Hayek + Cruz : Europacorp… fixe

Au final entre deux gags lamentables – le hoquet de Sara, répété à l’envi… -, l’esthétique publicitaire – et pour cause vous avez péché deux publicitaires norvégiens Joachim Roenning & Espen Sandberg, on dirait un canular -, des animaux crétins-malins à la Morris – on finit par regretter les « Dalton » de Philippe Haïm, c’est dire…-, on subit la musique poussive d’Éric Serra. Pourtant il y a des moyens, une belle photo de Thierry Arbogast mais que l’on préfère au service d’un Jean-Paul Rappeneau, des décors reconnus de l’État de Durango, si souvent utilisés. On ressort de ce film avec une triste impression de gâchis. Monsieur Besson, donc, non content de planquer votre cynisme derrière une roublardise, de celui qui n’a pas cédé aux sirènes hollywoodiennes, et est resté simple circulant à Paris en moto.

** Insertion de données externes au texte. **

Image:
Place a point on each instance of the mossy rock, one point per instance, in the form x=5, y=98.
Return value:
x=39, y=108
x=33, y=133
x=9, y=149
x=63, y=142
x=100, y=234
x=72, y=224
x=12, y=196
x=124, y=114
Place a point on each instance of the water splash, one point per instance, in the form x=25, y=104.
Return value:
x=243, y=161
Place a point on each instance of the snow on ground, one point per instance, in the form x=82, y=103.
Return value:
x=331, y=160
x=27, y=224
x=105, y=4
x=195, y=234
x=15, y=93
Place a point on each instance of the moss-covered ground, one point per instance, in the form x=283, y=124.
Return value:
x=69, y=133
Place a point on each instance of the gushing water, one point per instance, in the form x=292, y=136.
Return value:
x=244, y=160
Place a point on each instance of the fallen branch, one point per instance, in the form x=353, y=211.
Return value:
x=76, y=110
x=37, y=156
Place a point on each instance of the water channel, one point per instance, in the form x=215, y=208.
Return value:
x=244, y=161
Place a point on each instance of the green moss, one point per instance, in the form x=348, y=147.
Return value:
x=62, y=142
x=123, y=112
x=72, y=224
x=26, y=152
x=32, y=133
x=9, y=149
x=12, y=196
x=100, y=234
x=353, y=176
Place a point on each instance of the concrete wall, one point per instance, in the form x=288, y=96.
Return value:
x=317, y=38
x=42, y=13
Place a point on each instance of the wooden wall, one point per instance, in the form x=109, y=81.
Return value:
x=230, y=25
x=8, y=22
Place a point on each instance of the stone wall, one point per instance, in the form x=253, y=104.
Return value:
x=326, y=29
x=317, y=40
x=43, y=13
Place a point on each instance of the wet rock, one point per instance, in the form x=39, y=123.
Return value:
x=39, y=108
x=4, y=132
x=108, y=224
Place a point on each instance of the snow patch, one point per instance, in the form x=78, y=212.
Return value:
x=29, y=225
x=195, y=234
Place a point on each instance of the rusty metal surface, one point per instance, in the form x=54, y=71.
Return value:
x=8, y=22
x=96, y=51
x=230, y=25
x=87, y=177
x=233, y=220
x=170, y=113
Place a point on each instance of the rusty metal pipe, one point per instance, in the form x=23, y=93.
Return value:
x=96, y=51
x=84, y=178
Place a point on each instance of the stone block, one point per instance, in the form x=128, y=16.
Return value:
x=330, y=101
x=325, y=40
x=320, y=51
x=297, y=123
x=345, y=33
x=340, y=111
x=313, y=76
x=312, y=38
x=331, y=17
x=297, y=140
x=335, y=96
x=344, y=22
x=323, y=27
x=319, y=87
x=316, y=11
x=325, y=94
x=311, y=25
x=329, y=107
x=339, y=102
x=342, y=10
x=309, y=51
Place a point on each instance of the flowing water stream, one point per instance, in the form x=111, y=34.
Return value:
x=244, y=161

Tout chez vous est calcul, entre les déclinaisons « Nikitesques », service minimum du film européen louchant sur l’International, vous faites même des petits comme Roselyne Bosch et son pathétique « Animals », la prétention en plus, les effets d’annonce et la stratégie du secret. Tout est assez vain chez vous, de l’apologie du suicide du « Grand bleu » – quand on attend un enfant de Rosanne Arquette céder à l’abîme c’est d’une noirceur inouïe -, à l’improbable cliché du tueur solitaire. Comme je suis un peu couillon  – d’ailleurs je suis resté chez 20six après migration, pensant naïvement qu’il va y avoir quelques progrès, c’est dire si j’ai ma dose d’imbécillité… -, j’attends de vous une prise de conscience, un changement de cap dans votre fumisterie généralisée, que vous aidiez quelques metteurs en scènes, et non d’utiliser certains talents qui font bien dans le CV – j’ai entendu le témoignage de Jean-Paul Rouve sur le film « Bunker paradise », distribué sans conviction par « Europacorp » -. Vous dites travailler pour le public, dont je fais parti, mais on vous soupçonne de participer à la restauration de votre château, et cessez votre chantage affectif et  puéril sur votre présumé abandon comme cinéaste après menace de largage de créatures Minimoys. Je suis assez naïf, mais un auteur qui avait pour acteur fétiche Jean Bouise, ne peut pas être foncièrement mauvais.